Vücudumuzda biriken zararlı toksinlerin sindirim sisteminizden kana geçebildiği bir durum olan sızdıran bağırsak sendromunda kolajen, bağırsaklarımızın iç yüzeyini rahatlatır ve hasarlı hücre duvarlarını onarır. Daha fazla kolajen tüketmenin sindirime yönelik en büyük faydası, is, bağ dokusunun oluşmasına yardımcı olması ve dolayısıyla gastrointestinal sistemin koruyucu astarını onarıp iyileştirmesidir. Bugün birçok hastalığın aslında sağlıksız bağırsaktan kaynaklanan iltihaplanma veya tahrişten kaynaklanabileceğini biliyoruz ve inflamatuar barsak hastalığı olan hastalarda da serum kollajen konsantrasyonlarının azaldığını gösteren çalışmaların olduğunu da göz önünde bulundurduğumuzda, kolajen takviyesinin sindirim sistemi sorunlarını, ve özellikle sızdıran bağırsak sendromu, reflü, Crohn hastalığı ve ülseratif kolit dahil olmak üzere pek çok inflamasyonun tedavi edilmesine yardımcı olabilir.

Sızdıran bağırsağın tedavisine yardımcı olmanın yanı sıra, kolajenin faydaları arasında suyun bağırsaklarda emilmesine yardımcı olması kabızlığın giderilmesi de bulunmaktadır.

Kolajen İhtiyacı ve Takviye Kullanımı

- Kolajen tüketimini artırmanın en güzel yollarından biri mümkünse ev yapımı tavuk ve kemik suyu tüketmektir. Dikkat edilmesi gereken, kemik suyunun uzun saatler kaynatılması gerektiğidir ki ancak bu şekilde kolajen ortaya çıkar.

- Kolajeni protein tozu gibi kollajen takviyeleri ile de alabiliriz. Buradaki önemli nokta ise aldığımız takviyenin kaliteli ve temiz olması gerekliliğidir.
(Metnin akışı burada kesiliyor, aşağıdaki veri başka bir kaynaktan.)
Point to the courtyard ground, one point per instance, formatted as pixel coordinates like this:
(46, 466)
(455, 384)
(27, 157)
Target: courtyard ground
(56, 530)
Bu takviyeler çorba, kahve, yoğurt gibi gıdalara eklenerek tüketilebilir. Bazıları ise direkt su ile karıştırılabilir. Genellikle tat ve renk değişimi yapmazlar. Kolajen takviyesi ararken emilim düzeyi yüksek olan toz hidrolize kolajen peptid türlerini seçebilirsiniz. Bunun için, ürünün içindekiler etiketinde "kollajen peptidleri", "kollajen hidrolizat" veya "hidrolize kolajen" gibi terimlerin olmasına dikkat edin.

- Kolajen kullanımının, spesifik bir allerjiniz yoksa bildirilen herhangi bir yan etkisi yoktur. Ancak Tip 2 kolajenin genellikle tavuk olduğunu, tip 1 ve 3'ün ise sığır, balık veya yumurta akı olabileceğini bilmek önemlidir. Bu proteinlerden herhangi birine alerjiniz varsa, o zaman uzak durmalısınız.
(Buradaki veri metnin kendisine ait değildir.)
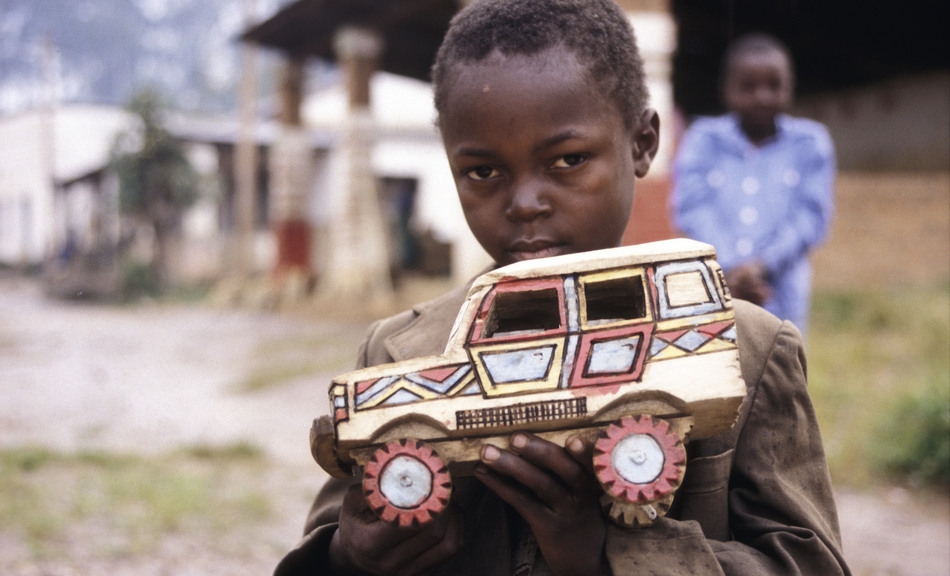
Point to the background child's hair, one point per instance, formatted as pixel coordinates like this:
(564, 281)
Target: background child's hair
(596, 31)
(752, 43)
- Günlük beslenmenizle yeterli C vitamini aldığınızdan (özellikle yaban mersini, kiraz ve böğürtlenden gelen) emin olun çünkü kolajen metabolizması için C vitamini gereklidir.
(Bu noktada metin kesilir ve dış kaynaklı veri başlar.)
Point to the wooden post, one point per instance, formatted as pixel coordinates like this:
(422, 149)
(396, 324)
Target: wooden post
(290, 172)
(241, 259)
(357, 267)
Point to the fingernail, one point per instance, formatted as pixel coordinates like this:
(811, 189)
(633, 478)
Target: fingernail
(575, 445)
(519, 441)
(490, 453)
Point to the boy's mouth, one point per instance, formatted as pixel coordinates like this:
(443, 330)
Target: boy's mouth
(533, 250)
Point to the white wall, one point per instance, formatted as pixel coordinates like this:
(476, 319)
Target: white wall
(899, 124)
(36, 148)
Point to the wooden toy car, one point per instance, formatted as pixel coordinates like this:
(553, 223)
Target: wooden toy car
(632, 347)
Sonuç olarak, dışardan alınan kolajen takviyesinin belirgin faydalarına rağmen, çalışmalar, kullanılan kolajenin türü, dozu ve  kullanım süresi gibi bazı önemli farklılıklar olabileceği ve bu konuyla ilgili daha fazla bilimsel çalışma yapılmasının gerektiğini vurgulamaktadır. Bu kapsamda, bireysel farklılıklar (cinsiyet, bireyin klinik tablosu, sahip olduğu hastalıklar, beslenme şekli, cilt/ortopedik değişikliklerin varlığı veya yokluğu) her daim göz önünde bulundurulmalı ve kullanılacak kolajenin tipi, dozu ve kullanım süresi doktor ve diyetisyen kontrolünde olmalıdır. Besinlerin de iyi bir kolajen kaynağı olduğu unutulmamalı ve bu besinlere günlük beslenmede yer verilmelidir.

Sevgiyle,

---

Referanslar
  1. Kviatkovsky SA, et al. Collagen peptides supplementation improves function, pain, and physical and mental outcomes in active adults. J Int Soc Sports Nutr. 2023 Dec;20(1):2243252.
  2. Campos LD, et al. Collagen supplementation in skin and orthopedic diseases: A review of the literature. Heliyon. 2023 Mar 28;9(4):e14961.
  3. Morgado-Carrasco D, et al. Oral Supplementation and Systemic Drugs for Skin Aging: A Narrative Review. Actas Dermosifiliogr. 2023 Feb;114(2):114-124. English, Spanish.
  4. Yang Z, Liao SF. Physiological Effects of Dietary Amino Acids on Gut Health and Functions of Swine. Front Vet Sci. 2019 Jun 11;6:169.
  5. König D., et al. Specific collagen peptides improve bone mineral density and bone markers in postmenopausal women- a randomized controlled study. Nutrients. 2018;10(1):97.
  6. Lopez, HL, et al. Effects of dietary supplementation with a standardized aqueous extract of Terminalia chebula fruit (AyuFlex®) on joint mobility, comfort, and functional capacity in healthy overweight subjects: A randomized placebo-controlled clinical trial. BMC Complement Altern Med. 2017;17(1):1–707.
  7. Sibilla, S, et al. An overview of the beneficial effects of hydrolysed collagen as a nutraceutical on skin properties: Scientific background and clinical studies.Open Nutraceuticals Journal. 2015;8(1):29–42.